Perhaps this is a cold thing to do but I no longer have enough emotionally invested to care.
Prior to this year, I’ve been willing, nay, eager to gift things I’ve knitted or crocheted to people I considered friends and significant others gratis. I haven’t asked anything of them other than that they give me a place to send said gift once it is finished. Despite repeatedly putting my divestment of said items on hold by swearing they were coming for it themselves, in person, almost no one showed up. When I asked for an address/PO Box to send this growing accumulation of items, save for a few, all I got were the sound of crickets.
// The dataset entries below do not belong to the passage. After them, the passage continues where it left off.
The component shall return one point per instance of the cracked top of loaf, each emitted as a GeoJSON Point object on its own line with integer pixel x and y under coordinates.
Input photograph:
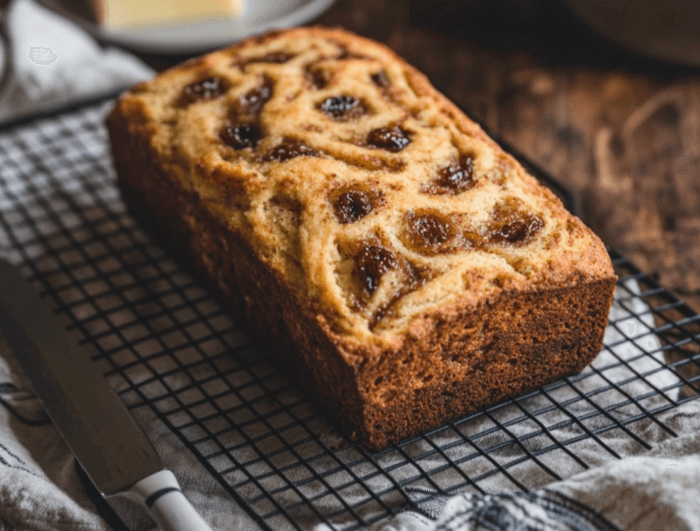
{"type": "Point", "coordinates": [370, 195]}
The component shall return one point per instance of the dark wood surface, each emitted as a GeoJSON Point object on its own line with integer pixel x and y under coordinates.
{"type": "Point", "coordinates": [620, 130]}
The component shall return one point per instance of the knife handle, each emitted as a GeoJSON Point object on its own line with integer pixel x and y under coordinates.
{"type": "Point", "coordinates": [160, 494]}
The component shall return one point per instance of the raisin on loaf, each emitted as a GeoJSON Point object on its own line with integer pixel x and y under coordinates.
{"type": "Point", "coordinates": [402, 266]}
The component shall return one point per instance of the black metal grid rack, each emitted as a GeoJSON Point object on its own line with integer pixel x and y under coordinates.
{"type": "Point", "coordinates": [166, 344]}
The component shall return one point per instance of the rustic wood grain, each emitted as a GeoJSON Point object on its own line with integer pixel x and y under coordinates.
{"type": "Point", "coordinates": [620, 130]}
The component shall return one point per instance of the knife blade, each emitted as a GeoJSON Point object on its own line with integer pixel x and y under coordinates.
{"type": "Point", "coordinates": [100, 431]}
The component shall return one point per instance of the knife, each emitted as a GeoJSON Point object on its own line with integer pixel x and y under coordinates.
{"type": "Point", "coordinates": [104, 437]}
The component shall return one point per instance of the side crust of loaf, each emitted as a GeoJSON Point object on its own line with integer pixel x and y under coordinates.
{"type": "Point", "coordinates": [449, 362]}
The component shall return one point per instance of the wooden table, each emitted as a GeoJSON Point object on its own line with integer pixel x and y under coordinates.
{"type": "Point", "coordinates": [621, 131]}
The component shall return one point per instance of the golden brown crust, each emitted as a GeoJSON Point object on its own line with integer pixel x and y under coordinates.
{"type": "Point", "coordinates": [408, 269]}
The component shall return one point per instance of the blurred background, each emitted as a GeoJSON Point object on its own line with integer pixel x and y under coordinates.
{"type": "Point", "coordinates": [605, 96]}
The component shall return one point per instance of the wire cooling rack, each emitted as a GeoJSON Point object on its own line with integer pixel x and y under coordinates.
{"type": "Point", "coordinates": [165, 343]}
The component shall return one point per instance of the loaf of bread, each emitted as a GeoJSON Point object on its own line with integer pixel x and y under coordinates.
{"type": "Point", "coordinates": [397, 262]}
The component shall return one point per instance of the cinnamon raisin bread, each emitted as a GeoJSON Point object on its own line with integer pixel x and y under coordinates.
{"type": "Point", "coordinates": [402, 266]}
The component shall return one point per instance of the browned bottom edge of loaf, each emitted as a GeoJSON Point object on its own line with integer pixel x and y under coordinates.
{"type": "Point", "coordinates": [536, 337]}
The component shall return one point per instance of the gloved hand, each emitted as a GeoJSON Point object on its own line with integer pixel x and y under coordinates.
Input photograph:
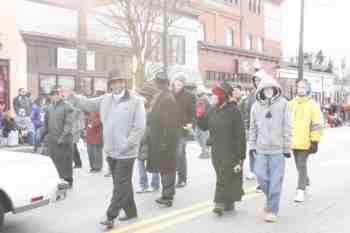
{"type": "Point", "coordinates": [313, 148]}
{"type": "Point", "coordinates": [60, 141]}
{"type": "Point", "coordinates": [252, 152]}
{"type": "Point", "coordinates": [209, 142]}
{"type": "Point", "coordinates": [237, 168]}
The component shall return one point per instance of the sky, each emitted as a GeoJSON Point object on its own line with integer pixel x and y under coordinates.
{"type": "Point", "coordinates": [326, 27]}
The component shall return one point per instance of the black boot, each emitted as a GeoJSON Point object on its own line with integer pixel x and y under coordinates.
{"type": "Point", "coordinates": [230, 207]}
{"type": "Point", "coordinates": [165, 201]}
{"type": "Point", "coordinates": [109, 224]}
{"type": "Point", "coordinates": [219, 209]}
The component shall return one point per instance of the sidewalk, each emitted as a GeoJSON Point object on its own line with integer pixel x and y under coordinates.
{"type": "Point", "coordinates": [20, 148]}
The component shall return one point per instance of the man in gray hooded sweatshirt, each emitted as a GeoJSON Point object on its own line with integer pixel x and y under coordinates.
{"type": "Point", "coordinates": [123, 117]}
{"type": "Point", "coordinates": [270, 138]}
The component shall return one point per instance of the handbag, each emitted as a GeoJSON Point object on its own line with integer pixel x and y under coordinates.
{"type": "Point", "coordinates": [13, 138]}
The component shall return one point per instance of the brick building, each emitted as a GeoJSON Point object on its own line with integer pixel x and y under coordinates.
{"type": "Point", "coordinates": [235, 34]}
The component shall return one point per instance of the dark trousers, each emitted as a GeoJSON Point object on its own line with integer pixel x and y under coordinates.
{"type": "Point", "coordinates": [301, 157]}
{"type": "Point", "coordinates": [181, 160]}
{"type": "Point", "coordinates": [62, 158]}
{"type": "Point", "coordinates": [95, 156]}
{"type": "Point", "coordinates": [76, 156]}
{"type": "Point", "coordinates": [168, 180]}
{"type": "Point", "coordinates": [123, 193]}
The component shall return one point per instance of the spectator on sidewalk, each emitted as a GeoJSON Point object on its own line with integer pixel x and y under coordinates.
{"type": "Point", "coordinates": [94, 140]}
{"type": "Point", "coordinates": [8, 123]}
{"type": "Point", "coordinates": [21, 101]}
{"type": "Point", "coordinates": [25, 126]}
{"type": "Point", "coordinates": [123, 118]}
{"type": "Point", "coordinates": [270, 139]}
{"type": "Point", "coordinates": [58, 128]}
{"type": "Point", "coordinates": [77, 131]}
{"type": "Point", "coordinates": [228, 142]}
{"type": "Point", "coordinates": [202, 107]}
{"type": "Point", "coordinates": [164, 133]}
{"type": "Point", "coordinates": [185, 102]}
{"type": "Point", "coordinates": [144, 186]}
{"type": "Point", "coordinates": [307, 122]}
{"type": "Point", "coordinates": [38, 117]}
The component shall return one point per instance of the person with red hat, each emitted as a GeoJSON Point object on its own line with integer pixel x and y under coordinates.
{"type": "Point", "coordinates": [228, 142]}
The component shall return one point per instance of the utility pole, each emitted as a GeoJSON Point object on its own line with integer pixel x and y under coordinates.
{"type": "Point", "coordinates": [165, 37]}
{"type": "Point", "coordinates": [301, 42]}
{"type": "Point", "coordinates": [81, 45]}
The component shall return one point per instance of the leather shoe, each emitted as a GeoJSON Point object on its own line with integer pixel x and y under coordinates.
{"type": "Point", "coordinates": [109, 224]}
{"type": "Point", "coordinates": [127, 218]}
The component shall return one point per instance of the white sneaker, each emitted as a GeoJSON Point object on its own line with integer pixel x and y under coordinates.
{"type": "Point", "coordinates": [300, 196]}
{"type": "Point", "coordinates": [270, 217]}
{"type": "Point", "coordinates": [251, 176]}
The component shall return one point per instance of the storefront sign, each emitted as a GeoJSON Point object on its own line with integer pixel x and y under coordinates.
{"type": "Point", "coordinates": [68, 58]}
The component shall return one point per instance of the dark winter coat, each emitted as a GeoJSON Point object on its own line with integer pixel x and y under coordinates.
{"type": "Point", "coordinates": [22, 102]}
{"type": "Point", "coordinates": [38, 116]}
{"type": "Point", "coordinates": [185, 102]}
{"type": "Point", "coordinates": [8, 126]}
{"type": "Point", "coordinates": [227, 138]}
{"type": "Point", "coordinates": [246, 108]}
{"type": "Point", "coordinates": [58, 127]}
{"type": "Point", "coordinates": [164, 134]}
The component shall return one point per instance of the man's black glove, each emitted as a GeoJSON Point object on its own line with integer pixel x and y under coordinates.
{"type": "Point", "coordinates": [252, 153]}
{"type": "Point", "coordinates": [313, 148]}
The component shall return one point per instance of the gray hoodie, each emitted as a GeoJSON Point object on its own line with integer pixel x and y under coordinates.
{"type": "Point", "coordinates": [123, 121]}
{"type": "Point", "coordinates": [270, 125]}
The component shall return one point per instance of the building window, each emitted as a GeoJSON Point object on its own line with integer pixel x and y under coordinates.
{"type": "Point", "coordinates": [260, 44]}
{"type": "Point", "coordinates": [177, 50]}
{"type": "Point", "coordinates": [87, 86]}
{"type": "Point", "coordinates": [46, 83]}
{"type": "Point", "coordinates": [203, 32]}
{"type": "Point", "coordinates": [100, 84]}
{"type": "Point", "coordinates": [249, 42]}
{"type": "Point", "coordinates": [66, 82]}
{"type": "Point", "coordinates": [230, 37]}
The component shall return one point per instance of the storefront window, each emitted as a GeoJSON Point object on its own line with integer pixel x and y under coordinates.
{"type": "Point", "coordinates": [47, 82]}
{"type": "Point", "coordinates": [87, 86]}
{"type": "Point", "coordinates": [100, 84]}
{"type": "Point", "coordinates": [66, 82]}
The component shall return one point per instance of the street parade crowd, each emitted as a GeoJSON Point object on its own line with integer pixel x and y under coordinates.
{"type": "Point", "coordinates": [152, 125]}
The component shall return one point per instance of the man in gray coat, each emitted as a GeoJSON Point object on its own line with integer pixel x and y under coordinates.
{"type": "Point", "coordinates": [123, 118]}
{"type": "Point", "coordinates": [58, 128]}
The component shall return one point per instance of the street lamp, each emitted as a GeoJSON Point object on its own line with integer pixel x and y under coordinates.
{"type": "Point", "coordinates": [301, 42]}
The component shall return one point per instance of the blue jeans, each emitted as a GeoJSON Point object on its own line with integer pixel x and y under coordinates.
{"type": "Point", "coordinates": [269, 169]}
{"type": "Point", "coordinates": [144, 178]}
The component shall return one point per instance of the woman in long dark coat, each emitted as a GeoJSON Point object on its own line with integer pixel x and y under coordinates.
{"type": "Point", "coordinates": [163, 137]}
{"type": "Point", "coordinates": [227, 138]}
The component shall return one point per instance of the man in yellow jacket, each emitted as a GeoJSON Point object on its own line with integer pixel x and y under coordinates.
{"type": "Point", "coordinates": [307, 127]}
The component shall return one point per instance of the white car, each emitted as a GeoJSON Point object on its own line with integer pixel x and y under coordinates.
{"type": "Point", "coordinates": [27, 181]}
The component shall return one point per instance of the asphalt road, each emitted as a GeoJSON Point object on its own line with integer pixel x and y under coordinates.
{"type": "Point", "coordinates": [325, 210]}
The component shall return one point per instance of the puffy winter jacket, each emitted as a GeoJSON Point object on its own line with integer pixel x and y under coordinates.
{"type": "Point", "coordinates": [307, 121]}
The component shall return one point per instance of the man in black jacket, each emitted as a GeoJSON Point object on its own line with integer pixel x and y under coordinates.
{"type": "Point", "coordinates": [22, 101]}
{"type": "Point", "coordinates": [163, 136]}
{"type": "Point", "coordinates": [185, 102]}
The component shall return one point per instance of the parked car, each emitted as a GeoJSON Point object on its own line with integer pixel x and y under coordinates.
{"type": "Point", "coordinates": [27, 181]}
Now, I have put people on hold who were willing to pay for said items or who needed items more. I did it out of love and concern for the people I thought were my friends. Well, 2017 is a new year. I have been slowly giving away the items I’ve made. Just today, I gave away two very nicely made Fisherman’s wool hats and a Fisherman’s wool scarf I made for someone in April 2013. Yes, you read that right. I made it in 2013 and despite several attempts on my part to get it shipped out, with the response being to hold it until an obscure future date of visitation arrives, no one has come to get it or given me an address or PO Box to send it to.
So, it is gone. I just gave it all away today. I’m sick of living with the virtual clutter of a failed relationship’s pieces in the form of completed works overflowing my finished projects box. This is my tangible effort at moving on.
For this year, as far as Knitting and Crocheting are concerned, I’m going to focus on charities, select friends/family, and myself.